“Now the horses will run,” explained the signora. “Many people like this part best, but I do not. Poor beasts! They are half drunk, and they are often hurt or killed. The fantini lash at each other with their hide whips. Once I saw the Montone strike the Lupa just as they passed here; the crimson flashed out across his face, and in his pain he pulled his horse aside, and it fell heavily against the palings and threw him so that the horse of the Bruco coming on behind could not avoid going over him. They said it was terrible to see that livid weal across his mouth as he lay in his coffin.”

“He died then?”

Ma! Sicuro!

Olive looked up at the window where the Menotti should have been, and saw strange faces there. They had not come then. They had not, and Astorre could not. Astorre was very ill ... the times were out of joint. Her cousin’s shame and sorrow and her friend’s pain seemed to come near again, and to be once more a part of her life, and she saw “gold tarnished, and the grey above the green.” When the horses came clattering by, urged by their riders, maddened by the roar of the crowd, she tried to shut her eyes, but she could not. The horse of the Dragone stumbled at the turn by San Martino and the rider was thrown, and another fell by the Chigi palace as they came round the second time. Olive covered her face with her hands. The thin, panting flanks, marked with half-healed scars and stained with sweat, the poor broken knees, the strained, suffering eyes ...

“Are you ill, signorina?” the old priest asked kindly.

“No, but the poor horses—I cannot look. Who has won?”
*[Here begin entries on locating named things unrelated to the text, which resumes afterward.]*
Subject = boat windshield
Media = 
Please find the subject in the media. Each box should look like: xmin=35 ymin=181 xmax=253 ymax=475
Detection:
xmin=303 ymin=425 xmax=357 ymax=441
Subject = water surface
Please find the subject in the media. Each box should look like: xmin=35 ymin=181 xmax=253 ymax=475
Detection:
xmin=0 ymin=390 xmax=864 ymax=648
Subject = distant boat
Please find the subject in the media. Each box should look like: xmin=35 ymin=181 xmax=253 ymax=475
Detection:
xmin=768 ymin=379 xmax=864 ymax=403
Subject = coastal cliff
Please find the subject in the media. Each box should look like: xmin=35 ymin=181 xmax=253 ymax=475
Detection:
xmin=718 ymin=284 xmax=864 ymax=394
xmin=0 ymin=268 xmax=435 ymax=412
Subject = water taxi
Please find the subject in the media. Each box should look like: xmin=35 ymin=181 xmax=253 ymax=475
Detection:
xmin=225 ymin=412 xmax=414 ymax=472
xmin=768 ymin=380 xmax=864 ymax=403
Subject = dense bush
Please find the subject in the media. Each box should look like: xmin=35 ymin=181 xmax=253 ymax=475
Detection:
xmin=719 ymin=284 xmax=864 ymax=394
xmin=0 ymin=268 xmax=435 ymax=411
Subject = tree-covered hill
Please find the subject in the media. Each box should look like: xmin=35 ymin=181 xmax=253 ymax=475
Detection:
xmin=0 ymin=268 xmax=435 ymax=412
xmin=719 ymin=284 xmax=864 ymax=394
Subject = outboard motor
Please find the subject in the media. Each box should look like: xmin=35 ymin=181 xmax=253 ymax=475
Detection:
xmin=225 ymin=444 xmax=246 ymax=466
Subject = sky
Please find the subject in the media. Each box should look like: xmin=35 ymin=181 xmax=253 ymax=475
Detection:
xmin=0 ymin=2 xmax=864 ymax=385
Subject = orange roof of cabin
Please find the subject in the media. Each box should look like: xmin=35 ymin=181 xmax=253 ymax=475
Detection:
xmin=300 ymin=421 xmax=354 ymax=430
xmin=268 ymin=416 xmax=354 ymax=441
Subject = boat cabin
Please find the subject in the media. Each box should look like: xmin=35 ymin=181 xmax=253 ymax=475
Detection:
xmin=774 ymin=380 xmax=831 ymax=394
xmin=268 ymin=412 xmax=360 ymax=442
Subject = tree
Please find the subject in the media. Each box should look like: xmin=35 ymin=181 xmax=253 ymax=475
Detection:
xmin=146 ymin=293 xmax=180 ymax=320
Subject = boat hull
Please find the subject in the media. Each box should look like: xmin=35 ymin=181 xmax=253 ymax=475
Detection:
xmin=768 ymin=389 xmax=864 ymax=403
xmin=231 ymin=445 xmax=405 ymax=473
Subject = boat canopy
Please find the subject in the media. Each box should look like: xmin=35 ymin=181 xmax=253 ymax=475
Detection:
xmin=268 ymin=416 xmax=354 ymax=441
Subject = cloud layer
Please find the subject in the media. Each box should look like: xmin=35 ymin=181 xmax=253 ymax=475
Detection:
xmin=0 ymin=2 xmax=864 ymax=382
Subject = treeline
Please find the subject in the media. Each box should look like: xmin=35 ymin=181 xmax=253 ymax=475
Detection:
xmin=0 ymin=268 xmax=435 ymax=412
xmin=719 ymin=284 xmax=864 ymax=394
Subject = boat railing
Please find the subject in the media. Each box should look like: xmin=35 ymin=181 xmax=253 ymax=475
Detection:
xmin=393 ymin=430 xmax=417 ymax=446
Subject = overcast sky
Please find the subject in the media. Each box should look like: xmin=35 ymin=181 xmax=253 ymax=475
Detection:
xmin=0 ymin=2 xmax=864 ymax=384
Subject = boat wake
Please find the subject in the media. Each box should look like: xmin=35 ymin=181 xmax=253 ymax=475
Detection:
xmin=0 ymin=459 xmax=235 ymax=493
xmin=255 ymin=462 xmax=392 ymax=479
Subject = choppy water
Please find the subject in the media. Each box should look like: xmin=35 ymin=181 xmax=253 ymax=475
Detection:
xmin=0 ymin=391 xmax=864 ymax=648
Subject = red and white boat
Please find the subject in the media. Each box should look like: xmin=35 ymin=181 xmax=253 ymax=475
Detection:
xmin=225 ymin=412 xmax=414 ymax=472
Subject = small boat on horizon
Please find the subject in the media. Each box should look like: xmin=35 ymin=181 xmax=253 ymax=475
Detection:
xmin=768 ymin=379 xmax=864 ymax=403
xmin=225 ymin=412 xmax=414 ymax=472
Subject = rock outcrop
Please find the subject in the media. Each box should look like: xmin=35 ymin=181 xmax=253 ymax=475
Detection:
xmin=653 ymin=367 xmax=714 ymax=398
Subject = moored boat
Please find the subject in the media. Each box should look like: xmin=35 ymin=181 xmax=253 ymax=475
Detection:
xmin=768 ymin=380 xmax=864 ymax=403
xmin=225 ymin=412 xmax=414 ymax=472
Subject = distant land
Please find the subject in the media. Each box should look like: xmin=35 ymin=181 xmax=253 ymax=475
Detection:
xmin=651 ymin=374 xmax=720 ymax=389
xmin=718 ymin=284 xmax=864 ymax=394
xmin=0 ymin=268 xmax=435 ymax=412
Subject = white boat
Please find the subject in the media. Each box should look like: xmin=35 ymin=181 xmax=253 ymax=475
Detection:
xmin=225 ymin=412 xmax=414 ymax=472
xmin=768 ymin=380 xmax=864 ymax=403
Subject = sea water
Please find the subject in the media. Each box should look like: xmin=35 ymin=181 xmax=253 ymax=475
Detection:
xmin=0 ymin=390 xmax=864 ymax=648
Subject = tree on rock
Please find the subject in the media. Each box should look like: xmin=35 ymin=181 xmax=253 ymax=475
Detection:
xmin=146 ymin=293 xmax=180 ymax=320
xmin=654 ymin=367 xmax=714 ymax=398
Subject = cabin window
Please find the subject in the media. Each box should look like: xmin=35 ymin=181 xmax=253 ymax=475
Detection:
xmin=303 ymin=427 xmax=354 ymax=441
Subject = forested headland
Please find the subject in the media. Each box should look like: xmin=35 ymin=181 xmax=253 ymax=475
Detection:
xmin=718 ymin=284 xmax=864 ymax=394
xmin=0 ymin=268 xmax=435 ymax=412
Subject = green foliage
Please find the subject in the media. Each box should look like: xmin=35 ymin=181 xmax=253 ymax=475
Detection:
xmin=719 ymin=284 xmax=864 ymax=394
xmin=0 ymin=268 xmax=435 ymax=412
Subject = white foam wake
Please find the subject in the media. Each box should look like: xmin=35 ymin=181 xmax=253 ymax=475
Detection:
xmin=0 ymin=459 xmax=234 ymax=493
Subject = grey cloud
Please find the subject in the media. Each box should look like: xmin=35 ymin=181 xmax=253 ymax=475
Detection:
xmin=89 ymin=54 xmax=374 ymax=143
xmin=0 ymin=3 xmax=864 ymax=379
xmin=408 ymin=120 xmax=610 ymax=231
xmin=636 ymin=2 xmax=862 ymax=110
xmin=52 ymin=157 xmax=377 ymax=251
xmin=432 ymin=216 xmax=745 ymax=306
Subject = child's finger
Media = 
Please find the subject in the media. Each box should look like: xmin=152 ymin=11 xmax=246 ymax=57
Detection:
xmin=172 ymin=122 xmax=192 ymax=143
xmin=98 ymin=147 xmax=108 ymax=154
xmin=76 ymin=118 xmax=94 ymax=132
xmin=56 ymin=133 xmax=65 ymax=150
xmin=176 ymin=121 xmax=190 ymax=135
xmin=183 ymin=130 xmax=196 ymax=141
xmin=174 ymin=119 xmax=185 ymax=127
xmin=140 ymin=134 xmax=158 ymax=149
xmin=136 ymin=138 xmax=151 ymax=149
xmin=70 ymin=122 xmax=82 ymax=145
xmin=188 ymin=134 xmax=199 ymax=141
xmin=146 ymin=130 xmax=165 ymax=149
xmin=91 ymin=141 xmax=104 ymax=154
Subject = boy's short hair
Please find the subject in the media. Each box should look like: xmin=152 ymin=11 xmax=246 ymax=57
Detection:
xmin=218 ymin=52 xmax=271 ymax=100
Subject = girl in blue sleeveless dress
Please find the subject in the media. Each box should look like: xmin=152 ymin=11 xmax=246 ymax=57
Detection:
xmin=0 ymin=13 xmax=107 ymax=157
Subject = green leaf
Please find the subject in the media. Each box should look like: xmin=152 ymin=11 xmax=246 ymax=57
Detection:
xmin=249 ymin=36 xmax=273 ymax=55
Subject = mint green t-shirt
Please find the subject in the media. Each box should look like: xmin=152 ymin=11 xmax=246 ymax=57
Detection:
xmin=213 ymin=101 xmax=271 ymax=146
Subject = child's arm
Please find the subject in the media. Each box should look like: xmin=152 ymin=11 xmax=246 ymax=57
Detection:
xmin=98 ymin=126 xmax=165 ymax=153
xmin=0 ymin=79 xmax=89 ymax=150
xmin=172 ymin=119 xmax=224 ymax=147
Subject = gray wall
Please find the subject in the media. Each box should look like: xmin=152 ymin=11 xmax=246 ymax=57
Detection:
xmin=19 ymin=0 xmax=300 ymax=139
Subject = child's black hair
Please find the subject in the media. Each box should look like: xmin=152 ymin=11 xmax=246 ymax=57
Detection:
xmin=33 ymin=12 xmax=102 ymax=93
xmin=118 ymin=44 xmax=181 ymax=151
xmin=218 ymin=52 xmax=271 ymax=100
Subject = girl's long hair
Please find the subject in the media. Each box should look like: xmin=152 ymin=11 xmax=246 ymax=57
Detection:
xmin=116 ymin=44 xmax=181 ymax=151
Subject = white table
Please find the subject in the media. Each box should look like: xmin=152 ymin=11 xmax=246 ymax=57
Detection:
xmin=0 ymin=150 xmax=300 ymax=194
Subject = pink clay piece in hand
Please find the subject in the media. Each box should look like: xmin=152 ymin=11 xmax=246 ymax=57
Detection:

He rose to his feet. “The Oca!” he cried excitedly. A great roar of voices acclaimed the favourite’s victory, and when the spent horse came to a standstill the fantino slipped off its back and was instantly surrounded by men and boys of his contrada, dancing and shouting with joy, kissing him on both cheeks, pulling him this way and that, until the carabinieri came up and took him away amongst them.

“The Bruco hoped to win,” the priest said, “and the Oca’s fantino might get a knife in his back if he were not taken care of.”

Already the crowd was dispersing. The victorious contrada had been given the painted standard of the Palio, and were bearing it in triumph to the parish church, where it would remain until the next Ferragosto. The others were going their separate ways, pages and alfieri in silk doublets and parti-coloured hosen arm-in-arm with their friends in black broadcloth, standard-bearers smoking cigarettes, knights unhelmed and wiping heated brows with red cotton handkerchiefs.

“I will go down the Via Ricasoli with you,” Olive said.